Yesterday, on my latest outing—likely last of the season—I caught seven little bass in the slough. But this time something was quite different. I couldn’t tell what they were. Every single one had some of the characteristics of a smallmouth and others of a largemouth. Some of those traits fell halfway in between.
|Black bass caught and released in St. Croix River, October, 2015|
|Smallmouth and largemouth black bass|
Instead of the maxillary extending back to the middle of the eye’s pupil (smallmouth) or well behind the eye (largemouth), it extended just to the back of the eye. Rather than a compound dorsal fin (smallmouth) or one with a distinct break between the forward, spiny part and the rear, softer part (largemouth), there was something halfway in between.
Instead of vertical stripes and bronze highlights (smallmouth) or a mossy green hue with a dark horizontal stripe (largemouth), these specimens had fairly uniform gray-green coloring with reddish dorsal and anal fins and tail.
If the meanmouth is really here, what does that
say about the health of our beloved St. Croix?
MEET THE MEANMOUTH
So, have I been witness, in the course of just three or four years, to the evolution of a new, hybrid black bass species on the St. Croix? This cross has been noticed and documented elsewhere; it’s called the meanmouth*. More commonly considered the offspring of a smallmouth and a spotted bass (Micropterus punctulatus), meanmouths of the small-/largemouth version do exist, though they are thought to be “extremely rare due to the difference in habitat preferred by the respective parents.”**
But that would clearly support the case for meanmouths evolving in the St. Croix, because both habitats are present: clear, cool, flowing smallmouth waters during half the summer; still, murky, warm largemouth waters the rest of the summer. Wouldn’t that be the ideal habitat for a hybrid?
While we St. Croix River aficionados tremble at the thought of an impending invasion of Asian carp—bigheads, silvers or both—here, sneaking in under the radar, comes the meanmouth. Not invasive, nor destructive (that we know of), but of concern nonetheless.

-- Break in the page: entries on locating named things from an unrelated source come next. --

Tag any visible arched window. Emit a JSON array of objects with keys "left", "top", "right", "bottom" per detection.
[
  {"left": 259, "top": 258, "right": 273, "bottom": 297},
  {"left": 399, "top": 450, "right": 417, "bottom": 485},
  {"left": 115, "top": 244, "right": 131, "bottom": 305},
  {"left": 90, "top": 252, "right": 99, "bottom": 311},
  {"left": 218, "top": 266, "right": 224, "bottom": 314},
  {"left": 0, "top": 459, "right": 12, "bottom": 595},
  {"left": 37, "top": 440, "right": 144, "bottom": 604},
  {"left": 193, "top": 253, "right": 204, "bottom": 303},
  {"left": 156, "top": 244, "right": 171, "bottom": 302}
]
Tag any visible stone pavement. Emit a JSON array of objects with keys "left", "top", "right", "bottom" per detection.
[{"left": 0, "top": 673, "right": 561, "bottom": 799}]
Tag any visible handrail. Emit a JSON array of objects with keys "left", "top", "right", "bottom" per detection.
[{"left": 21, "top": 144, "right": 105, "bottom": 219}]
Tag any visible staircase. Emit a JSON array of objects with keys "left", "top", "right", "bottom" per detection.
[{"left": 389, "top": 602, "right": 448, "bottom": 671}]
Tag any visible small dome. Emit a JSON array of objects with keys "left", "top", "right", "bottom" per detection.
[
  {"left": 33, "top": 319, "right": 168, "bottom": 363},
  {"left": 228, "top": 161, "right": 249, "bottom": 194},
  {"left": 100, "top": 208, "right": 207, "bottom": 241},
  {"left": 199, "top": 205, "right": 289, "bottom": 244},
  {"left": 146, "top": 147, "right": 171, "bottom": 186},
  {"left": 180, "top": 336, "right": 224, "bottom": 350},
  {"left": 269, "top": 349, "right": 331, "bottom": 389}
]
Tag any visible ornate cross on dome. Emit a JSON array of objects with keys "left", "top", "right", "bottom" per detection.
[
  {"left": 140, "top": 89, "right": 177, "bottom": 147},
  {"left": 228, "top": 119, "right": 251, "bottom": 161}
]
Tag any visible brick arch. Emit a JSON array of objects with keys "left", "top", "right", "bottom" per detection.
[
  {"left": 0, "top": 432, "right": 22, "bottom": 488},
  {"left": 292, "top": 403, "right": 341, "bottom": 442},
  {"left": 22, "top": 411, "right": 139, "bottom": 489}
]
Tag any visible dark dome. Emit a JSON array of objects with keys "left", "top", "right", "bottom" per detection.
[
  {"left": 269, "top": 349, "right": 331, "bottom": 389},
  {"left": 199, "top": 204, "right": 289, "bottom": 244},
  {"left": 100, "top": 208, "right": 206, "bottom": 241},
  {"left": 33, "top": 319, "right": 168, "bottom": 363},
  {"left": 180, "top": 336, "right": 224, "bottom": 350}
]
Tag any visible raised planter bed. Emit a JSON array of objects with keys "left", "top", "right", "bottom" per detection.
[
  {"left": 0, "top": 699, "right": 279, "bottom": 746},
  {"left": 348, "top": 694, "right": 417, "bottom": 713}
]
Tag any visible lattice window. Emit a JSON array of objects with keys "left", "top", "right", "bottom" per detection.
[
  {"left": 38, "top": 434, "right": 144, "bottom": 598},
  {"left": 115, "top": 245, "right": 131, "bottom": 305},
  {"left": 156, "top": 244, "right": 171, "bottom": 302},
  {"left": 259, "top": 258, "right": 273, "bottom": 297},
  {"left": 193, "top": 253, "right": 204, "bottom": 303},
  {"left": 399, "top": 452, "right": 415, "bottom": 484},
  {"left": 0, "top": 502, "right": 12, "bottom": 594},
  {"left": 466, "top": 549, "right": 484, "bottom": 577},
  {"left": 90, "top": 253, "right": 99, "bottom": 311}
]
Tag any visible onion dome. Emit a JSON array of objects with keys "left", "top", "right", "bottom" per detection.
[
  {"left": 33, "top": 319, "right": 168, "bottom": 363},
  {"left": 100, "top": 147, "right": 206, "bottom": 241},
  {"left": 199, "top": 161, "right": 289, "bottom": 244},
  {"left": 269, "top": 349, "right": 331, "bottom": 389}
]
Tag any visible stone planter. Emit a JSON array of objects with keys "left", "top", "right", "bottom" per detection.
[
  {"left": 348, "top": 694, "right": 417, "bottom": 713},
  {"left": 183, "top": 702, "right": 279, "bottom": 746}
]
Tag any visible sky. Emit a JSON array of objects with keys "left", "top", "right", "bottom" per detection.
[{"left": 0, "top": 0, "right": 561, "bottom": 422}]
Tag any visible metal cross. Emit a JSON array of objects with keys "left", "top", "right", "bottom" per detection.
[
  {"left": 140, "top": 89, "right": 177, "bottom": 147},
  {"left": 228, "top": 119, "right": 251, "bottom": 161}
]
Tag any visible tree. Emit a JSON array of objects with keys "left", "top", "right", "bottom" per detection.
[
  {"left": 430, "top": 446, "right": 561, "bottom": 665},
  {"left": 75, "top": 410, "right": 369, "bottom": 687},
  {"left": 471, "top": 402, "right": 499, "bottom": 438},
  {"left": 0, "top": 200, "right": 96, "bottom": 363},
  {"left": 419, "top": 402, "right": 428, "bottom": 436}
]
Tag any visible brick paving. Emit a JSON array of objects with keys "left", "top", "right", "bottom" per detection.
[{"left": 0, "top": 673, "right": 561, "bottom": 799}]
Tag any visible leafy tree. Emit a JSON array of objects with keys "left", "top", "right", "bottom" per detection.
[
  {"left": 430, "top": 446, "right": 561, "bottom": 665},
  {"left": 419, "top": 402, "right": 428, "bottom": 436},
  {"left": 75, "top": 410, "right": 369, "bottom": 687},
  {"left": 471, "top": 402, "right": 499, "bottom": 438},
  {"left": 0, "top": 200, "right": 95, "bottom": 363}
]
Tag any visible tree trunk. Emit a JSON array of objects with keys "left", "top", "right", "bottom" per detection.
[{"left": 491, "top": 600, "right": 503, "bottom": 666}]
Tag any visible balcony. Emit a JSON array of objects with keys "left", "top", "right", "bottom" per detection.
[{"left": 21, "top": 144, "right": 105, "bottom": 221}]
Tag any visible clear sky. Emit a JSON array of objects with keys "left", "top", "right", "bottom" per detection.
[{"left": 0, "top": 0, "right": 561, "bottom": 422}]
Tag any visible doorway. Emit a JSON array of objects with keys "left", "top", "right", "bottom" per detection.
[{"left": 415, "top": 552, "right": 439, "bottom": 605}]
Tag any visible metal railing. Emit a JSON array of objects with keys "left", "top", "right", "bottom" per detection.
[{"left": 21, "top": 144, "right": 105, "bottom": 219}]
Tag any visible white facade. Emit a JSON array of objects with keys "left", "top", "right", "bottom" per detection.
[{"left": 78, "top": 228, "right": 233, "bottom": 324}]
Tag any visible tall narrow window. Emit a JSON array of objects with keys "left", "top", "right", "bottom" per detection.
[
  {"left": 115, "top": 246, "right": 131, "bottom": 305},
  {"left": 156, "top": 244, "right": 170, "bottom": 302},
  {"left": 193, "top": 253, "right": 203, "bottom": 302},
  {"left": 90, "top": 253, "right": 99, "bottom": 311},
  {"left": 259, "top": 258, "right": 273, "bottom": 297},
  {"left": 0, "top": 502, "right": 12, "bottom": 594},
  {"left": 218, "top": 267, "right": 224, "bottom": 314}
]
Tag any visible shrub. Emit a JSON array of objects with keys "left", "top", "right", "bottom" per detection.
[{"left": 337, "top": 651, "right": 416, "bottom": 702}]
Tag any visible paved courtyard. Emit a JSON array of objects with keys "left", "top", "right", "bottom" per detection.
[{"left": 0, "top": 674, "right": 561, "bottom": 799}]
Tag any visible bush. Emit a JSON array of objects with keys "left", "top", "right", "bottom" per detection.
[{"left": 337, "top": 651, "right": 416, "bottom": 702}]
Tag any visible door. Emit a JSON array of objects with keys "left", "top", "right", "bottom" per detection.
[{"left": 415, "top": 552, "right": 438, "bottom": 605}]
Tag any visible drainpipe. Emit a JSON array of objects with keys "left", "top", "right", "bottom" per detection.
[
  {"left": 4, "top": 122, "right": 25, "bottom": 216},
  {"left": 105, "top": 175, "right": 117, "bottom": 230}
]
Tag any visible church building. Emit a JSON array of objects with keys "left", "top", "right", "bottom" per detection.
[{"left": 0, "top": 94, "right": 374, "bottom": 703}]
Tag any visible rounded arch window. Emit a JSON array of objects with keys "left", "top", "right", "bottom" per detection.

If the meanmouth is really here, what does that say about the health of our beloved St. Croix? I don’t know if the Minnesota and Wisconsin DNRs are aware of these apparent changes in the river's black bass population, but perhaps more observations from other fishermen—preferable some with more ichthyological knowledge than I possess—would help them at least to quantify and track the extent of the changes.
*The origin of the name "meanmouth" is recounted in this quote from In-Fisherman:
“The term “meanmouth bass” was born when Childers observed a school of largemouth-smallmouths attacking a female swimmer. “The bass leaped from the water and struck her on the head and chest,” he wrote, “and drove her from the pond.” On another occasion, he watched meanmouths attack a dog that ventured into shallow water.”